The Federal Reserve System (Fed) has ordered Goldman Sachs and JPMorgan Chase to revise their capital plans by the end of the third quarter of 2013, as it found weaknesses in their procedures.
The Fed unconditionally approved share buyback and dividend payout plans of 14 of the 18 large banks. However, it blocked capital plans of Ally Financial and BB&T.
For the first time since the 2008 financial crisis, Fed allowed Bank of America (BofA) and Citigroup to launch buyback programmes and approved payout plan of American Express after it resubmitted with a lower request.
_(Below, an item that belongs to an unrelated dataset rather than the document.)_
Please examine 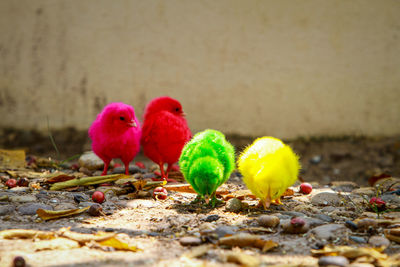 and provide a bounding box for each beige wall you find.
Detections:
[0,0,400,138]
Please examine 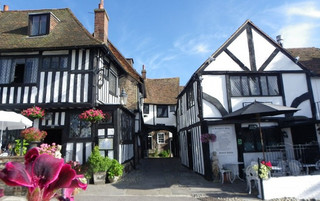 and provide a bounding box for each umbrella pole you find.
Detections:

BofA is planning to repurchase $5bn of stock and redeem $5.5bn of preferred shares, while Citigroup is planning a $1.2bn buyback.
Senior Fed officials said that the weaknesses in Goldman and JPMorgan’s capital planning processes were significant enough to warrant immediate remediation.
As part of its stress tests, Fed officials found that Goldman and JPMorgan have showed losses that were lower than their estimates.
Gerard Cassidy, analyst at RBC Capital Markets, told the Financial Times: “When you look at today’s results and compare them to two years ago, it’s incredibly better today. And two years’ from now it will be even better than it is now.”
Overall, the banks announced plans for about $30bn of share buybacks.
Meanwhile, shares of Goldman Sachs and JPMorgan declined more than 2 per cent in after-market trading.